Drug Deaths After Prison Release: The Deadliest Days
Of the 309 cases where the exact timing was recorded, 140 people, or 45.3 per cent, died within just two days of leaving prison. A further 81 died between two days and one week after release, and 88 between one week and one month.
The reason so many die almost immediately upon release is rooted in the nature of drug dependency itself. During incarceration, the body’s tolerance to drugs drops sharply. Returning to the same quantities used before prison can then prove fatal. This is a brutal illustration of just how destructive long-term drug dependency becomes: it does not pause during a prison sentence. It simply waits.

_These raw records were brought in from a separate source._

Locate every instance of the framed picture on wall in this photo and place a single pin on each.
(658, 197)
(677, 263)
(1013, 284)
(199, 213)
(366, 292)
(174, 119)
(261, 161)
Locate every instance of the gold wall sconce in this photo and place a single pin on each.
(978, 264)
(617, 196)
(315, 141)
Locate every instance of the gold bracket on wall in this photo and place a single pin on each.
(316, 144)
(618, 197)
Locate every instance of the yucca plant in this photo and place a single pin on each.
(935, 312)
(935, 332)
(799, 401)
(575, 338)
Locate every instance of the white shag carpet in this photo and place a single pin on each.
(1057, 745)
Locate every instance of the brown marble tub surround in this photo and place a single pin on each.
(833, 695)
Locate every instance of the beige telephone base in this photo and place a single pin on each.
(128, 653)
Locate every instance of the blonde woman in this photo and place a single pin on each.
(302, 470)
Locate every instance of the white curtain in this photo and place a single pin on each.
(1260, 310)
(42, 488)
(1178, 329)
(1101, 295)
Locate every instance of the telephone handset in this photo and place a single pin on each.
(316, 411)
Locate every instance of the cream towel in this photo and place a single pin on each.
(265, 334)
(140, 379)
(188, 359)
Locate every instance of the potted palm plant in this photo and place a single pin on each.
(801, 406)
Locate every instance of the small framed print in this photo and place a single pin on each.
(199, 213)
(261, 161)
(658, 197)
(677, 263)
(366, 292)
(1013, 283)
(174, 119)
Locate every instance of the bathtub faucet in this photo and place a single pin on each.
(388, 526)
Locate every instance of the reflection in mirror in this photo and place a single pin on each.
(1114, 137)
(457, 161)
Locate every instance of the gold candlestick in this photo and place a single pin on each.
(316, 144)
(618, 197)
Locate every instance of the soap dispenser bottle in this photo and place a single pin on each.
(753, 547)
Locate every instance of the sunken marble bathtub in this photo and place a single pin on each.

Researchers have documented this risk extensively over many years, yet hundreds of people have died in exactly this way across the United Kingdom over the past three decades. The pattern keeps repeating.
Who Is Dying: Young Lives Lost to Dependency
The data describes a population defined by long-term, severe drug dependency, mental ill health, and deep social vulnerability.
Key findings from the study include:
- 91.6% of those who died were male, with a mean age of just 34.2 years at death
- The youngest victim recorded was 16 years old
- 97.2% had a documented history of substance dependence
- 88% had a history of injecting drug use
- Where mental health records were available, 98.9% had a documented mental health condition, most commonly depressive disorder
These figures describe individuals whose lives became entangled with drugs, often from a very young age, with dependency proving devastatingly difficult to escape. In many cases, the prison system had failed to break that cycle. Upon release, drugs were waiting.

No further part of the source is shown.